A cet égard, dans son premier arrêt, la Cour précise que :

  • Une « évaluation appropriée » doit, d’une part, recenser la totalité des types d’habitats et des espèces pour lesquels un site est protégé, ainsi que, d’autre part, identifier et examiner tant les incidences du projet proposé sur les espèces présentes sur ce site, et pour lesquelles celui-ci n’a pas été répertorié, que celles sur les types d’habitats et les espèces situés hors des limites dudit site, pour autant que ces incidences sont susceptibles d’affecter les objectifs de conservation du site.
  • L’autorité compétente ne peut autoriser un plan ou un projet qui laisse le maître d’ouvrage libre de déterminer ultérieurement certains paramètres relatifs à la phase de construction, tels que la localisation de l’enceinte de construction et les routes de transport, que s’il est certain que l’autorisation fixe des conditions suffisamment strictes qui garantissent que ces paramètres ne porteront pas atteinte à l’intégrité du site.
  • Lorsque l’autorité compétente rejette les conclusions d’une expertise scientifique préconisant l’obtention d’informations supplémentaires, l’« évaluation appropriée » doit comporter une motivation explicite et détaillée, de nature à dissiper tout doute scientifique raisonnable concernant les effets des travaux envisagés sur le site concerné.

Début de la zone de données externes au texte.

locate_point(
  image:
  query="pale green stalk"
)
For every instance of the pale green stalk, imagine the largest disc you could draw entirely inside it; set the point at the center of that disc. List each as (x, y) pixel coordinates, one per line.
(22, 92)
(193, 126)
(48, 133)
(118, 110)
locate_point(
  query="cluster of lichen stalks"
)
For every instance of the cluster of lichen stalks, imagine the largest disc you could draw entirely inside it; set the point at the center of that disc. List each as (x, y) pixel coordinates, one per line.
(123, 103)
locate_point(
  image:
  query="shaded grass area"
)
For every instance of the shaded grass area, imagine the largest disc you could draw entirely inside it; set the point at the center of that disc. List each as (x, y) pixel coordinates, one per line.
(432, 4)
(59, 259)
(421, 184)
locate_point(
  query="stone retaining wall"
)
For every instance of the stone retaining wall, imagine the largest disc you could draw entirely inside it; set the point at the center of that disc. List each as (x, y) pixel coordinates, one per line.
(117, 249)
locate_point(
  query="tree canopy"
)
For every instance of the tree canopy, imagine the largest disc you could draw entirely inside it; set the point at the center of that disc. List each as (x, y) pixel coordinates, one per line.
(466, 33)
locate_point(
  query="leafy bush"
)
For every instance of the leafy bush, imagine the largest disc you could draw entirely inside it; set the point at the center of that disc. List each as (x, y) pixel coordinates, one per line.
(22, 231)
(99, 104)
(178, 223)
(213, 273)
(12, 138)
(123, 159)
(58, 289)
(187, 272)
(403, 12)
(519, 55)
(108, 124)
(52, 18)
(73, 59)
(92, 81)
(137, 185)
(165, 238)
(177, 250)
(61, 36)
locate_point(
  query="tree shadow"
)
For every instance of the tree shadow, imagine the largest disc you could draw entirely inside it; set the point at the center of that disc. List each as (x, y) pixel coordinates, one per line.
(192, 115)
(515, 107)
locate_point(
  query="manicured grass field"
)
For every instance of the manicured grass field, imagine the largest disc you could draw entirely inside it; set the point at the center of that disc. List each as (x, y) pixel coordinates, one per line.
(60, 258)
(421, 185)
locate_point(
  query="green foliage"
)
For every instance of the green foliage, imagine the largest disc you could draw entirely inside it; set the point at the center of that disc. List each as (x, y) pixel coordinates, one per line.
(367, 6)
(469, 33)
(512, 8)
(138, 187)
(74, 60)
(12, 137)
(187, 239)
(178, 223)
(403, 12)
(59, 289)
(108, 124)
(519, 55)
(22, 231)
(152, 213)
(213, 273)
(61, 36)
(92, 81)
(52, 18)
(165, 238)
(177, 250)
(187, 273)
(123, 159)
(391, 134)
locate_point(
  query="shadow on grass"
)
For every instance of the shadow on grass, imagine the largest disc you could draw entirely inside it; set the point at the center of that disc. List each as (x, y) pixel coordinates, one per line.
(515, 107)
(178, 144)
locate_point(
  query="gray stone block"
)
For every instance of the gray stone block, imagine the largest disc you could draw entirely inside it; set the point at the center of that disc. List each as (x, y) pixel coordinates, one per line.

Dans les affaires jointes C‑293/17 et C‑294/17, elle précise, entre autres réponses, que :

  • La directive « habitats » ne contenant pas de définition de la notion de « projet », la notion de « projet » au sens de la directive « EIE » est pertinente en vue de dégager celle issue de la directive « »habitats ». Celle de la directive « EIE » étant toutefois plus restrictive, il en résulte que les activités de pâturage de bétail et d’épandage d’effluents sur ou dans le sol à proximité de zones Natura 2000 peuvent être qualifiées de « projet » au sens de l’article 6  paragraphe 3 de la directive « habitats », même dans l’hypothèse où ces activités, en ce qu’elles ne représenteraient pas une intervention physique dans le milieu naturel, ne constitueraient pas un « projet », au sens de la directive « EIE ».
  • L’article 6, paragraphe 3, de la directive « habitats » ne s’oppose pas à une réglementation programmatique nationale dispensant certains projets qui n’atteignent pas un certain seuil ou qui ne dépassent pas un certain plafond en termes de dépôts d’azote, de la nécessité d’obtenir une autorisation individuelle, si la juridiction nationale a l’assurance que l’évaluation appropriée, effectuée en amont, satisfait au critère de l’absence de doute scientifique raisonnable quant à l’absence d’effets préjudiciables de ces plans ou projets pour l’intégrité des sites concernés.

2          L’évaluation des incidences sur l’environnement

La directive 2011/92/UE « EIE » a été modifiée par la directive 2014/52/UE du 16 avril 2014. Les précisions ici apportées portent sur la rédaction de la version d’origine.

L’article 5 de la directive est relatif aux informations, détaillées à l’annexe IV, que le maître d’ouvrage d’un projet soumis à évaluation de ses incidences doit fournir (c’est-à-dire celles que doit contenir son étude d’impact selon la terminologie française).

La cour juge que :

  • Ces dispositions imposent au maître d’ouvrage de fournir des informations examinant explicitement les incidences notables de son projet sur toutes les espèces identifiées dans l’étude d’impact qu’il doit ainsi fournir.
  • L’obligation de fournir « une esquisse des principales solutions de substitution qui ont été examinées par le maître d’ouvrage et une indication des principales raisons de son choix, eu égard aux incidences sur l’environnement» implique que le maître d’ouvrage fournisse des informations relatives aux incidences environnementales tant de la solution retenue que de chacune des principales solutions de substitution examinées par celui-ci ainsi que les raisons de son choix, au regard, à tout le moins, de leurs incidences sur l’environnement, même en cas de rejet à un stade précoce d’une telle solution de substitution.